The solution is simple, and it doesn't involve raising taxes, the former MFS Investments chairman told an audience of 800 advisors and wealth managers at the sold-out Investment Management Consultants Association (IMCA) conference in New York on Monday.

What Pozen, the author of six books, proposes instead is increasing the progressivity of the tax code. He believes that going from the current wage indexing of initial benefits to a system of price indexing would provide Social Security the reform needed to wipe away its $8.6 trillion present-value, 75-year deficit.

"If all we did was to switch the calculation of initial benefits and went to price indexing, how much of the $8.6 trillion would we wipe out? The answer is 100%. The question is whether we have the political will to do it," he said.

Unfortunately, that political will is in short supply in Washington, Pozen added, which is why he pinpoints the March 1 cliff fall-off date, which was the new deadline set by the fiscal cliff deal passed by Congress on Jan. 2. On that day, he predicts, Congress will take no action on U.S. budget sequestration, and that will result in $1.2 trillion of automatic spending cuts, much of it related to defense.

"The Republicans realize that sequester is the only chance because they'll get $1.2 trillion of cuts by doing nothing," said Pozen, a Democrat who served on President George W. Bush's Social Security commission. "I think it's going to get pretty messy in March and April. But maybe it's not so bad if we get this automatic cut of $1.2 trillion."

Both President Barack Obama and congressional Democrats want to avoid the across-the-board cuts known as the sequester.

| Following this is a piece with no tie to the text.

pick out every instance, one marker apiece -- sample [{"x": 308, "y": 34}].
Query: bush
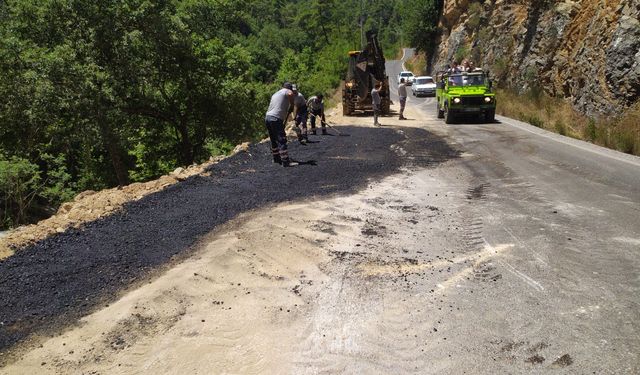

Unfortunately, Pozen added, whether liberals or conservatives, Democrats or Republicans are arguing the point, the undeniable truth is that lower-wage workers on average live a few years less than their wealthier counterparts and are less likely to have 401(k)s or other tax-advantaged plans offered by their companies.

Price indexing would cure Social Security's deficit, but it would also result in lower benefits to the lowest-paid workers, although no changes to Social Security's current law would trigger a 25% benefit cut across the board by 2033, Pozen noted.

Slowing the future growth of benefits for higher earners and raising the retirement age beyond the current age of 67, but exempting lower-wage workers, could help address the gap between rich and poor, he said.

"The lower third of American workers don't have 401(k)s and IRAs like your clients. These lower-income people don't have the tax benefits of deferral," Pozen said. "On a lifetime benefit basis, Social Security isn't progressive."